Je connais une communauté qui avait la coutume de permettre de faire du bruit durant la lecture de la Maghilloh quand le nom de Homon était cité, mais qui a annulé cette coutume car les gens devenaient incontrôlables et que la lecture était tirée en longueur.

  • Le bruit d'aujourd'hui

Comme nous l'avons dit, la coutume d'origine consistait simplement pour les adultes à taper sur la table avec leurs mains ou par terre avec leurs pieds, et pour les enfants de cogner deux pierres ensemble, lorsque le nom de Homon était mentionné durant la lecture de la Maghilloh.

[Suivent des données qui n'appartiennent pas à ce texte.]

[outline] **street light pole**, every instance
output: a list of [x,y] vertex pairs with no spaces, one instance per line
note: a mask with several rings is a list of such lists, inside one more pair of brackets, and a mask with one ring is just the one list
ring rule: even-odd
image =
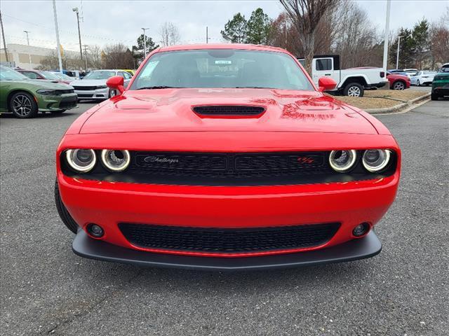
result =
[[31,33],[29,30],[24,30],[24,33],[27,34],[27,44],[28,45],[28,59],[29,59],[29,69],[32,70],[33,67],[31,65],[31,53],[29,52],[29,38],[28,38],[28,33]]
[[387,74],[387,65],[388,64],[388,36],[390,29],[390,8],[391,1],[387,0],[387,15],[385,18],[385,39],[384,41],[384,72]]
[[5,50],[5,57],[6,62],[9,62],[9,57],[8,56],[8,49],[6,49],[6,41],[5,40],[5,29],[3,28],[3,20],[1,19],[1,12],[0,12],[0,26],[1,26],[1,37],[3,38],[3,46]]
[[59,43],[59,29],[58,28],[58,15],[56,14],[56,1],[53,0],[53,15],[55,16],[55,30],[56,31],[56,43],[58,43],[58,61],[59,71],[62,74],[62,59],[61,59],[61,43]]
[[85,44],[83,46],[84,47],[84,59],[86,60],[86,73],[87,74],[87,47],[88,47],[88,46]]
[[81,33],[79,30],[79,13],[78,12],[78,7],[72,8],[72,10],[76,13],[76,23],[78,23],[78,38],[79,40],[79,55],[81,56],[81,61],[83,60],[83,50],[81,48]]
[[145,31],[149,29],[149,28],[142,28],[143,30],[143,53],[147,58],[147,36],[145,35]]
[[396,69],[399,69],[399,46],[401,45],[401,38],[402,36],[398,36],[398,53],[396,55]]

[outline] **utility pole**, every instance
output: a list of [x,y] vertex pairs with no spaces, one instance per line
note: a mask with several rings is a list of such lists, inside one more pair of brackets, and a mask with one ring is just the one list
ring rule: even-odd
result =
[[390,31],[390,8],[391,0],[387,0],[387,14],[385,18],[385,40],[384,41],[384,72],[387,76],[387,65],[388,64],[388,36]]
[[399,69],[399,46],[401,45],[401,38],[402,36],[398,36],[398,53],[396,55],[396,69]]
[[78,7],[72,8],[72,10],[76,13],[76,23],[78,23],[78,38],[79,40],[79,54],[81,56],[81,61],[83,60],[83,50],[81,50],[81,33],[79,30],[79,13],[78,12]]
[[62,74],[62,59],[61,59],[61,43],[59,43],[59,28],[58,28],[58,15],[56,14],[56,1],[53,0],[53,15],[55,15],[55,30],[56,31],[56,43],[58,43],[58,60],[59,62],[59,71]]
[[145,58],[147,58],[147,35],[145,35],[145,31],[149,29],[149,28],[142,28],[143,30],[143,53],[145,55]]
[[87,46],[86,44],[85,44],[84,46],[83,46],[83,47],[84,48],[84,59],[86,60],[86,73],[87,74],[87,47],[88,46]]
[[5,40],[5,29],[3,27],[3,20],[1,19],[1,12],[0,12],[0,26],[1,26],[1,37],[3,38],[3,46],[5,48],[5,57],[6,57],[6,62],[9,62],[9,57],[8,56],[8,49],[6,49],[6,41]]
[[28,33],[31,33],[31,31],[28,30],[24,30],[23,32],[27,34],[27,44],[28,45],[28,59],[29,59],[29,69],[32,70],[33,66],[31,65],[31,53],[29,52],[29,38],[28,38]]

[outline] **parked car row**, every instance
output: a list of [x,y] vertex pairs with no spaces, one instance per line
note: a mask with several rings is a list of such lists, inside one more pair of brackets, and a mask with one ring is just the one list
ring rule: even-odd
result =
[[80,99],[107,99],[118,92],[106,85],[108,78],[119,76],[128,85],[132,70],[96,70],[82,79],[74,80],[65,74],[17,69],[1,66],[0,71],[0,113],[17,118],[35,117],[39,112],[62,113],[74,108]]

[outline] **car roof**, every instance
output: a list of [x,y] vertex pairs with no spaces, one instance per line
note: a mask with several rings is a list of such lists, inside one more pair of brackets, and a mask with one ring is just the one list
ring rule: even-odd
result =
[[288,53],[285,49],[260,44],[240,44],[240,43],[203,43],[203,44],[183,44],[178,46],[168,46],[161,47],[158,51],[177,51],[196,50],[201,49],[239,49],[246,50],[277,51]]

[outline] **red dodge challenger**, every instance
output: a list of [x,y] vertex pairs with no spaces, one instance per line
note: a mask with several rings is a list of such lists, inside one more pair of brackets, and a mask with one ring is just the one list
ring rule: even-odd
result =
[[401,151],[370,115],[324,95],[277,48],[152,52],[119,94],[81,115],[57,152],[55,199],[75,253],[200,270],[377,254]]

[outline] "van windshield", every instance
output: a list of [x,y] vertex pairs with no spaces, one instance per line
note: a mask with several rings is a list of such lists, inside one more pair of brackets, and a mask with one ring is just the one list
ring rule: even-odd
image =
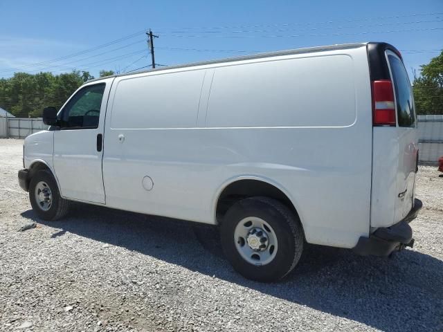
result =
[[390,55],[388,59],[395,90],[399,126],[415,127],[414,100],[406,71],[398,57]]

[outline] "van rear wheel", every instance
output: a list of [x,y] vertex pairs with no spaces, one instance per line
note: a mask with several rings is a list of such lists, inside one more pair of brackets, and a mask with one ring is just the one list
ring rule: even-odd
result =
[[37,215],[44,220],[57,220],[68,212],[69,201],[60,196],[53,174],[41,169],[29,184],[29,201]]
[[221,237],[233,268],[258,282],[283,278],[296,266],[303,250],[298,217],[267,197],[251,197],[233,205],[224,217]]

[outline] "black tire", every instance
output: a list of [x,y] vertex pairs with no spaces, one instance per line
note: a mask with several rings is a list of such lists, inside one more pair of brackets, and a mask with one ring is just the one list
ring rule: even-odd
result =
[[[278,247],[269,263],[257,266],[244,259],[237,249],[234,232],[245,218],[258,217],[273,229]],[[234,203],[221,225],[222,245],[225,255],[239,273],[262,282],[280,280],[297,265],[303,250],[303,231],[298,217],[278,201],[268,197],[251,197]]]
[[[40,181],[45,182],[52,194],[52,202],[47,211],[42,209],[35,197],[35,186]],[[55,179],[50,171],[41,169],[33,176],[29,184],[29,201],[33,210],[39,216],[44,220],[57,220],[66,215],[68,212],[69,201],[64,199],[60,196]]]

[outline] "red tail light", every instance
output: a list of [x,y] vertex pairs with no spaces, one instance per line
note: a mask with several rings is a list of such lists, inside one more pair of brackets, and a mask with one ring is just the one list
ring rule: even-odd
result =
[[372,124],[395,127],[395,103],[390,80],[372,82]]

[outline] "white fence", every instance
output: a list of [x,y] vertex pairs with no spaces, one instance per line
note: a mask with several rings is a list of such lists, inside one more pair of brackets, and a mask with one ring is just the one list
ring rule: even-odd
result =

Mais de nos jours, nous sommes témoins de nouvelles sources de bruit durant la lecture de la Maghilloh. Alors qu'à l'origine on n'utilisait que ses mains et ses pieds, ainsi que des pierres, aujourd'hui les gens assistent à la lecture de la Maghilloh avec des sifflets, des tambours, des tourniquets, et toute sorte d'objets avec lesquels faire du bruit. Dans la plupart des cas, des adultes matures font plus de bruit que les enfants !

Les Pôsqim mentionnent que les gens sont si occupés à faire toute sorte de bruits, voire même à pousser des cris, qu'ils ne se concentrent plus du tout sur la Maghilloh et ne s'acquittent en réalité pas du tout de leur obligation. En effet, ils n'écoutent pas le lecteur lire la Maghilloh, mais guettent plutôt le moment où il prononcera le nom de Homon ! Puisqu'ils n'écoutent pas vraiment le lecteur, ils ne sont en fait pas du tout quitte de leur obligation !

Le bruit qui devient incontrôlable durant la lecture de la Maghilloh doit être stoppé.10 Il convient de limiter la durée des bruits11, et on doit désigner quelqu'un qui sera chargé de s'assurer que les fidèles adhèrent à ces règles12.

En outre, étant donné que le but de la coutume de faire du bruit est de faire honte à Homon, faire trop de bruits consiste en réalité à l'honorer ! C'est comme si on composait pour lui une longue mélodie13.

  • Les enfants et les sources de bruits dangereuses

On voit beaucoup de synagogues où les enfants jouent avec des pétards et de fausses armes avant et durant la lecture de la Maghilloh. C'est dangereux et un manque de respect pour une synagogue d'y introduire de tels objets, et cette pratique doit cesser14. Les parents ne doivent, de toute façon, pas laisser leurs enfants jouer avec de telles choses15. Ils développent chez l'enfant de très mauvaises Middôth.

  • Le Ba´al Qôré`

Le Ba´al Qôré` doit garder le silence jusqu'à ce que le bruit ait cessé, car s'il lit pendant qu'il y a du bruit, l'assemblée n'entendra pas et n'écoutera pas ce qu'il lit, et ils ne seront alors pas du tout quitte par sa lecture.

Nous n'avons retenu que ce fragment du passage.